“No sabemos nada de la vida pero aquí estamos”, dice una de las protagonistas de Quién lo impide, la nueva película de Jonás Trueba que él mismo define como un “artefacto raro”. Con material extraído de la pura realidad pero manejando las armas de la ficción, a lo largo de más de tres horas el director nos cuenta cinco años en la vida de unos chavales madrileños de clase media. A dos de ellos los hemos visto en La reconquista (2016), película a dos tiempos en la que Pablo Hoyos y Candela Recio interpretaban a los protagonistas de jóvenes y aquí se interpretan a sí mismos, dando la casualidad, o no, que se parecen bastante a aquellos personajes: Recio es vital y descarnada y Hoyos tímido e introvertido.

El director huye de estereotipos y apenas presta atención a elementos que parece que los definen como las redes sociales o la obsesión por hacerse fotos. Estos jóvenes nos recuerdan mucho a los jóvenes que fuimos nosotros mismos, con esa mezcla entre euforia y melancolía propia de esa edad al tiempo que surge la inseguridad y la incertidumbre ante un futuro que se avecina al mismo tiempo abstracto y desconocido. Vemos a una generación que ha crecido en plena libertad y se muestra mucho más desinhibida en cuestiones sexuales y que expresa su opinión sin reparos. Es esta una película en la que se habla mucho de política, de la forma de relacionarnos, de amor y también de amistad. En todos ellos late la cuestión de la identidad ya que se preguntan qué tipo de adultos serán.

Hay muchas imágenes muy bellas en Quién lo impide. Lo mejor, sin duda, es el romántico encuentro entre esa volcánica Recio y Sylvio, su novio de origen ecuatoriano en un pueblo extremeño. Trueba alcanza un alto grado de intimidad con sus criaturas, lo cual le permite abrir una puerta a sus deseos y anhelos más profundos. Estructurada en tres partes (se estrena incluyendo dos descansos como en los viejos tiempos) es una película que permite recuperar sentimientos que pensábamos olvidados para identificarnos con unos chavales marcados primero por la gran crisis de finales de la década pasada y la pandemia. Abre una puerta de esperanza ya que vemos a una generación más respetuosa con la diversidad y más consciente sobre fenómenos como el bullying.

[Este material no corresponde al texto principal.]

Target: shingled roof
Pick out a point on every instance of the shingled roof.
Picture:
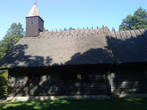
(76, 47)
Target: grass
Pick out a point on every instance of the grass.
(115, 104)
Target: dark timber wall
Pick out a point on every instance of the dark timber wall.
(117, 81)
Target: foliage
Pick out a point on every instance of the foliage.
(137, 21)
(3, 83)
(14, 33)
(113, 104)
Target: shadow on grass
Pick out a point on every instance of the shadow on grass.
(115, 104)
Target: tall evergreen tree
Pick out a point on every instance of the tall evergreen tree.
(137, 21)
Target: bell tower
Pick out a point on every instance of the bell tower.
(34, 22)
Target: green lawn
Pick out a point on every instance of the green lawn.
(115, 104)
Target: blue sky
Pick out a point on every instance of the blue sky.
(60, 14)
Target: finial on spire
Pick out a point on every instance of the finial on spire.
(35, 2)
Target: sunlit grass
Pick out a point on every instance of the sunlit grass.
(113, 104)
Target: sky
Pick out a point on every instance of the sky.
(60, 14)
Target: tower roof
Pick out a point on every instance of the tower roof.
(34, 11)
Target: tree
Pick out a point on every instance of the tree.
(14, 33)
(137, 21)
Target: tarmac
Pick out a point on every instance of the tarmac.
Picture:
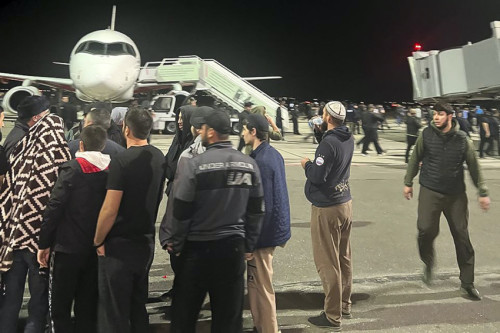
(388, 294)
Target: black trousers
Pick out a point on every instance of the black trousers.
(241, 144)
(123, 286)
(371, 136)
(216, 268)
(295, 125)
(410, 140)
(24, 265)
(430, 206)
(74, 278)
(485, 141)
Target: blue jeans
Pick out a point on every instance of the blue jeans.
(24, 263)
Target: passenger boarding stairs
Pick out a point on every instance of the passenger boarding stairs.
(213, 78)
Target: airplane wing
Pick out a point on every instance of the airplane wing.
(151, 86)
(65, 84)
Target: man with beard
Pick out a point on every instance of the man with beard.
(443, 148)
(218, 208)
(328, 190)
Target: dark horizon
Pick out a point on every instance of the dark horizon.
(347, 51)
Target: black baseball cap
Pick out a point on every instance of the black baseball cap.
(198, 116)
(219, 121)
(258, 122)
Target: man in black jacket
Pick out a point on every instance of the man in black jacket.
(218, 207)
(68, 230)
(370, 126)
(328, 189)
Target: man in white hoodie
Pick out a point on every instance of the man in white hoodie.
(68, 229)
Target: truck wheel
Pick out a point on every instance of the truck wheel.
(170, 128)
(235, 129)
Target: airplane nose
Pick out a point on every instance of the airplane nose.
(102, 81)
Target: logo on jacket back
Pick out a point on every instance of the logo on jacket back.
(238, 178)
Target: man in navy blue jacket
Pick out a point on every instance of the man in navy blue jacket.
(276, 227)
(328, 189)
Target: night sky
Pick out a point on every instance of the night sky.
(323, 49)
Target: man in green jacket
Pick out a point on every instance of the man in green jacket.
(442, 149)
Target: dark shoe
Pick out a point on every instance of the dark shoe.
(427, 277)
(471, 293)
(346, 315)
(322, 321)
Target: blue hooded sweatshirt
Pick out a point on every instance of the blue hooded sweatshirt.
(328, 175)
(276, 227)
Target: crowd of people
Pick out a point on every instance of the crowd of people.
(78, 215)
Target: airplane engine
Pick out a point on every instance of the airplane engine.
(15, 95)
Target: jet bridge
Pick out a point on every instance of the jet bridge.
(212, 78)
(461, 74)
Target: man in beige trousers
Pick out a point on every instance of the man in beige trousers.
(328, 189)
(275, 228)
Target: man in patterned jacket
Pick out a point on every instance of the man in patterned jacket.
(24, 195)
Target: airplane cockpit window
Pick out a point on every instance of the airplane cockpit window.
(98, 48)
(81, 47)
(116, 49)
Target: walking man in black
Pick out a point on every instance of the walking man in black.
(218, 208)
(125, 231)
(443, 148)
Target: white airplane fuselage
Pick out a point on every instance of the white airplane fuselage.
(104, 66)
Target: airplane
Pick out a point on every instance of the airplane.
(104, 66)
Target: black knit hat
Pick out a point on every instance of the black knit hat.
(257, 121)
(31, 106)
(219, 121)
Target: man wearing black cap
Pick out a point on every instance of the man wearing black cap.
(442, 149)
(328, 189)
(4, 165)
(275, 229)
(197, 119)
(218, 210)
(29, 111)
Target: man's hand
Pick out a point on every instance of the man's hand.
(484, 203)
(304, 161)
(43, 257)
(101, 251)
(408, 192)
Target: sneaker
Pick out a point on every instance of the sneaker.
(470, 292)
(322, 321)
(346, 314)
(427, 276)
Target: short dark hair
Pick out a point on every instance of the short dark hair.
(139, 121)
(261, 135)
(441, 106)
(100, 117)
(336, 122)
(93, 138)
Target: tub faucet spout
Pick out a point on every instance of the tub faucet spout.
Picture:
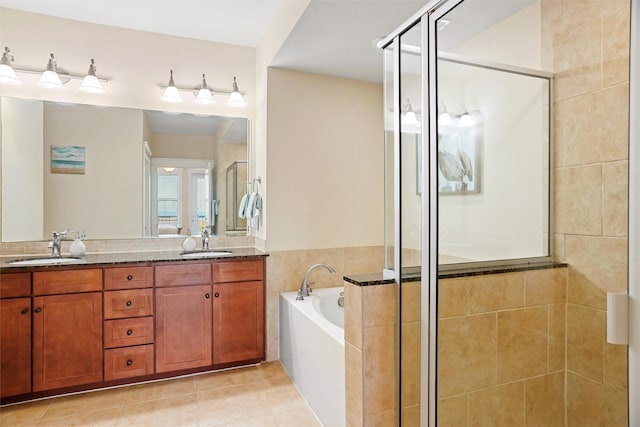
(304, 286)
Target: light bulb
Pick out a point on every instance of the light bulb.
(91, 83)
(50, 78)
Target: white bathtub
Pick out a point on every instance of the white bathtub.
(312, 350)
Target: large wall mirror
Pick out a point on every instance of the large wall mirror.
(115, 173)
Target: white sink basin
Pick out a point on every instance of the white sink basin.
(44, 261)
(205, 254)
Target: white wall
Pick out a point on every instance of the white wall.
(113, 141)
(325, 162)
(136, 62)
(22, 160)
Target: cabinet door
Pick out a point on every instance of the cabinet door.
(67, 340)
(238, 324)
(183, 327)
(15, 346)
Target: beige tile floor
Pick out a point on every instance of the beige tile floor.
(257, 396)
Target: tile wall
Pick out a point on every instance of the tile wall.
(588, 50)
(501, 349)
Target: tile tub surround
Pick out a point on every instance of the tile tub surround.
(250, 396)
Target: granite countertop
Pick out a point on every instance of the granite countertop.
(115, 258)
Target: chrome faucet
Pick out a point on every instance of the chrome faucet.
(54, 244)
(205, 239)
(304, 286)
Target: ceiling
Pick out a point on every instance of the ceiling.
(334, 37)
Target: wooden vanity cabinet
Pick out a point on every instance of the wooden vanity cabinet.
(238, 310)
(15, 334)
(67, 328)
(128, 324)
(183, 316)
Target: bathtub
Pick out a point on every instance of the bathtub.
(312, 350)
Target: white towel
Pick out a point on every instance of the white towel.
(253, 209)
(242, 210)
(250, 205)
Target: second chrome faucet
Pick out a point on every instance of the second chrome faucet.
(304, 286)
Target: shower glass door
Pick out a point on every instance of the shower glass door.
(517, 165)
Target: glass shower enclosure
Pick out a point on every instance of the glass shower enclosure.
(479, 210)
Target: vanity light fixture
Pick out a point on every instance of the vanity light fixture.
(50, 78)
(204, 94)
(7, 73)
(408, 116)
(235, 98)
(90, 83)
(171, 93)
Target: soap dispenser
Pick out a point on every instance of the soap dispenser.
(189, 245)
(77, 247)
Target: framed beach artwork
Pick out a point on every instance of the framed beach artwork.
(459, 159)
(68, 159)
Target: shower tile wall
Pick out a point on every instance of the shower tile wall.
(501, 349)
(588, 50)
(286, 269)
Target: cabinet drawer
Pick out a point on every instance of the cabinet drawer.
(128, 277)
(15, 285)
(67, 281)
(128, 362)
(183, 274)
(125, 332)
(132, 303)
(237, 271)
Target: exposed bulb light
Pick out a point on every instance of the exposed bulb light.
(235, 98)
(444, 119)
(7, 73)
(204, 94)
(171, 93)
(408, 116)
(50, 78)
(466, 120)
(91, 83)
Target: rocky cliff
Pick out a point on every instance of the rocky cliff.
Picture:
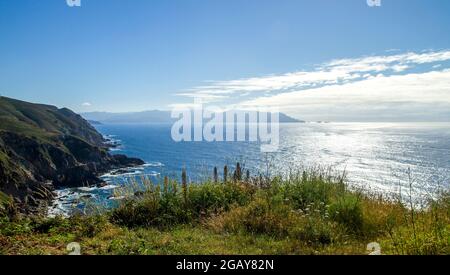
(43, 147)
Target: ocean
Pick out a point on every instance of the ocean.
(380, 157)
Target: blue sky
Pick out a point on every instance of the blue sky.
(117, 55)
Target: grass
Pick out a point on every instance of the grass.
(304, 213)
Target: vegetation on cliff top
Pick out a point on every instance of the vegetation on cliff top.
(42, 146)
(305, 213)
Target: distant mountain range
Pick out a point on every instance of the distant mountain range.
(154, 116)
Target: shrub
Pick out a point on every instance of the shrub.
(259, 217)
(312, 188)
(347, 210)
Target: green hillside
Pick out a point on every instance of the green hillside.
(43, 147)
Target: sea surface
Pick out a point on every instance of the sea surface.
(380, 157)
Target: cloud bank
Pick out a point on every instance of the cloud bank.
(401, 87)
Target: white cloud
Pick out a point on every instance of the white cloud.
(335, 72)
(403, 86)
(382, 96)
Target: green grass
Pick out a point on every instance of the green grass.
(308, 213)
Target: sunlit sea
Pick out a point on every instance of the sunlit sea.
(380, 157)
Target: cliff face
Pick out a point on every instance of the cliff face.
(43, 147)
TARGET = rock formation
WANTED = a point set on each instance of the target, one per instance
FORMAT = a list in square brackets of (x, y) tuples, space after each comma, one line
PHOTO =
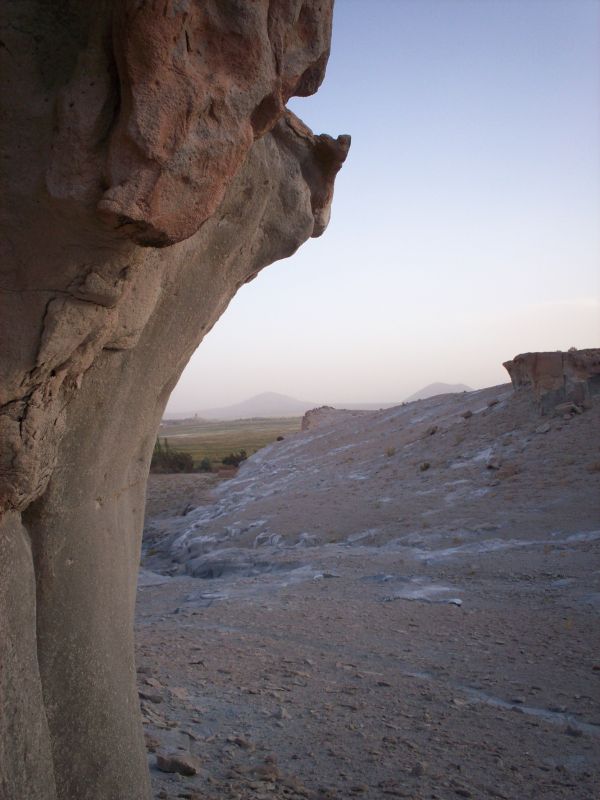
[(149, 169), (556, 378)]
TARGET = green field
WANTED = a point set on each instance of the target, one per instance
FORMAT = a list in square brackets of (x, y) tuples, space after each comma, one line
[(217, 439)]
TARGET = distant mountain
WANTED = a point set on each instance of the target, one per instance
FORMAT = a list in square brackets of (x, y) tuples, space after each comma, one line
[(267, 404), (438, 388)]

Irene Virgüez en 'La hija', película de Martín Cuenca

Manuel Martín Cuenca practica un cine muy personal y puramente de autor como hemos visto en películas como La mitad de Óscar o la más reciente El autor. Con La hija se adentra en el terreno del thriller puro y duro para contar la historia del progresivo desquiciamiento de una pareja de cuarentones (Javier Gutiérrez y Patricia López Arnaiz) que encierran en su casa a una quinceañera (Irene Virgüez) de una familia desestructurada que se ha quedado embarazada. El trato es monstruoso, la cuidarán mientras dura el embarazo y al final le darán dinero a cambio de la niña que lleva en su vientre. Todo se complica cuando la prisionera decide quedarse a su bebé y la ansiosa pareja no está dispuesta a dejar escapar a la chica llamada a cumplir con sus más anhelados sueños.

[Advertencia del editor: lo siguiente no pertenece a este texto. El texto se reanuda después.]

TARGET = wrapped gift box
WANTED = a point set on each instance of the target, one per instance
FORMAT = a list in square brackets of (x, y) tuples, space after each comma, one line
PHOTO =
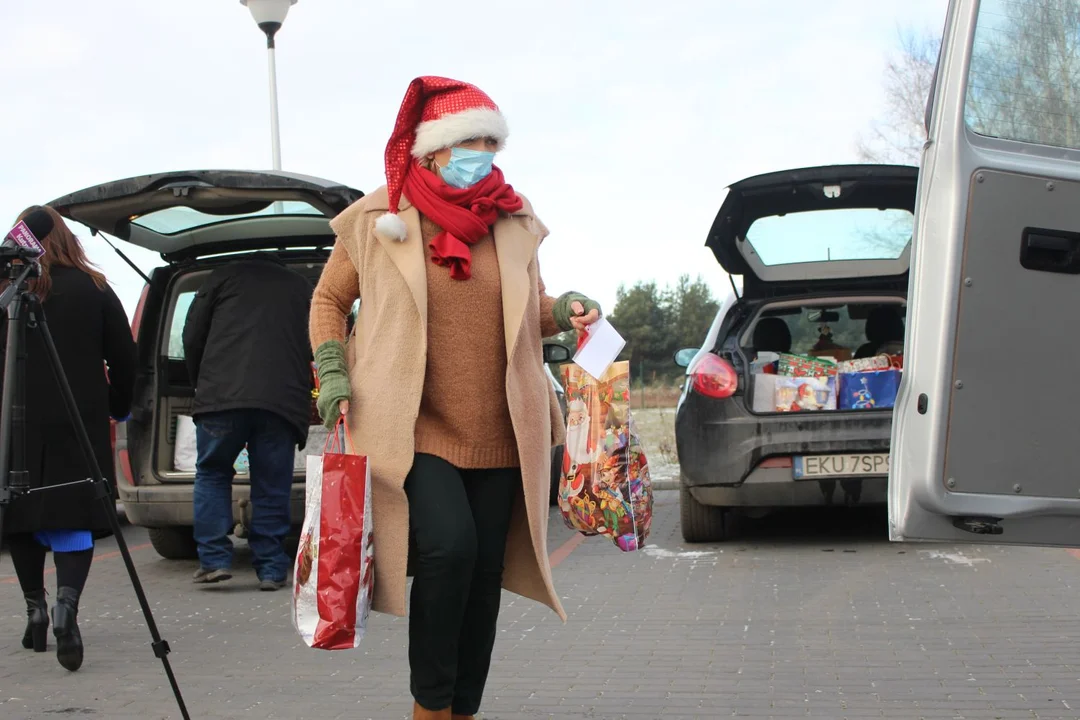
[(868, 391), (804, 366), (794, 394)]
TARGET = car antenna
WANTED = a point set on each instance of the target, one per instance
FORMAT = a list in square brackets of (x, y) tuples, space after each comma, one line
[(126, 259)]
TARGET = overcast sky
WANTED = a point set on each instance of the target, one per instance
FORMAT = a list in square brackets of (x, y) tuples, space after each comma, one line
[(628, 118)]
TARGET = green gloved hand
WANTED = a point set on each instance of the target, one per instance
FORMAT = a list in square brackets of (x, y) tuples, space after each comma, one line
[(564, 311), (333, 381)]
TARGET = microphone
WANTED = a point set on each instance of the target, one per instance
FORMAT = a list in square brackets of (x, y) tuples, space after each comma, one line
[(22, 241)]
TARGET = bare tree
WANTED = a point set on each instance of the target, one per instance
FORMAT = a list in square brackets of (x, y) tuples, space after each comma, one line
[(898, 136), (1026, 70), (1023, 85)]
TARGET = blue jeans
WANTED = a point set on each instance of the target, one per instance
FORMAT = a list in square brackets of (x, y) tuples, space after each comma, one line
[(271, 448)]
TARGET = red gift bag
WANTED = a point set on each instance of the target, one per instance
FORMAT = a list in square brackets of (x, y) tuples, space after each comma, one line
[(335, 564)]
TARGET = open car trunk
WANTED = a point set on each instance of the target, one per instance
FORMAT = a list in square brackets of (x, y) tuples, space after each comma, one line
[(169, 438), (198, 220), (824, 254), (818, 229), (824, 354)]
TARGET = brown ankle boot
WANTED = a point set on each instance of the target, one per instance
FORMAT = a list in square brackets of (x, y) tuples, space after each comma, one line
[(423, 714)]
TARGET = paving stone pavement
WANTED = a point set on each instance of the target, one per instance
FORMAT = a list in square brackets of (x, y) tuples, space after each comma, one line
[(809, 615)]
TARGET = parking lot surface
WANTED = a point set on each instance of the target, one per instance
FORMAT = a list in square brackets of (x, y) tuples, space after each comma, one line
[(809, 614)]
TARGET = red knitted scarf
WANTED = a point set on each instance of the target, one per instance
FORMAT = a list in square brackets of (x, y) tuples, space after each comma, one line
[(464, 216)]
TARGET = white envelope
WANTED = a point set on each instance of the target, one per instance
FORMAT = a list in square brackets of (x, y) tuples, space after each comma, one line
[(602, 347)]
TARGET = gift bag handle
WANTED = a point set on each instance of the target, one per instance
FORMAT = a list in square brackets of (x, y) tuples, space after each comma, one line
[(339, 440)]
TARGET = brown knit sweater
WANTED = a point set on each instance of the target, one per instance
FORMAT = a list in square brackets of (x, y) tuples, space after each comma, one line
[(463, 413)]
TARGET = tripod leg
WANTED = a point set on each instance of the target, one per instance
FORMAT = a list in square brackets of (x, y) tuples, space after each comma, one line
[(102, 487), (13, 474)]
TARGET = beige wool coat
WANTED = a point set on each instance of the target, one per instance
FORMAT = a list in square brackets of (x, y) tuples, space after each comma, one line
[(387, 358)]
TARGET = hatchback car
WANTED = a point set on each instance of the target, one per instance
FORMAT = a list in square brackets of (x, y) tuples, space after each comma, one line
[(197, 221), (823, 254)]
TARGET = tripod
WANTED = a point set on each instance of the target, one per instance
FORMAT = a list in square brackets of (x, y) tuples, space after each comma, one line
[(24, 312)]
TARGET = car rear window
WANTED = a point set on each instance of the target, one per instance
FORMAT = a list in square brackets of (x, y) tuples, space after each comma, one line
[(176, 328), (172, 220), (831, 329), (834, 234)]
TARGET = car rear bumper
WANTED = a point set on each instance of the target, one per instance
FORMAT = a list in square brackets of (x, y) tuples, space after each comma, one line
[(721, 447), (167, 505), (773, 487)]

Con aire de western, la película sucede en un rincón apartado de Jaén en el que la pareja vive con sus temibles perros. El director quiere contarnos cómo dos personas normales y sensatas acaban convirtiéndose en monstruos por su frustración por no poder tener descendencia. Cuenca lo narra con buen pulso y mejores interpretaciones en una película progresivamente oscura y desquiciada en la que los personajes se van metiendo en un lío cada vez más difícil de resolver. La belleza del paisaje se solapa con la perversión de lo que vemos en la pantalla en un filme que además tiene la ventaja de ser entretenido.

En Perlas se ha podido ver lo nuevo del gran Sean Baker, director del que hace no mucho disfrutamos la maravillosa The Florida Project. Aficionado a retratar a las clases bajas blancas de Estados Unidos, en Red Rocket el protagonista es un ex actor porno, Mikey (Simon Rex), que regresa a su Texas natal sin un duro ni dónde caerse muerto confiando en que su ex mujer, a la que tiranizó, le dé cobijo. Para ganarse la vida, comienza a vender marihuana mientras intenta ligarse a una chica de 17 años que trabaja en una tienda de donuts.

Lo mejor es el retrato de ese atribulado Mikey que a veces nos parece un desalmado caradura y otras un tipo con un corazoncito. Nos quedamos enganchados a sus vaivenes, a su locura, esa huida hacia delante de un tipo que está a medio camino entre el idealismo bohemio y la pura desfachatez. Hay buen cine en esta película en la que vemos la devastación de la crisis de opiáceos en Estados Unidos y nos ofrece una mirada cargada de compasión y sin tópicos sobre esos famosos rednecks que se supone que votan a Trump en masa.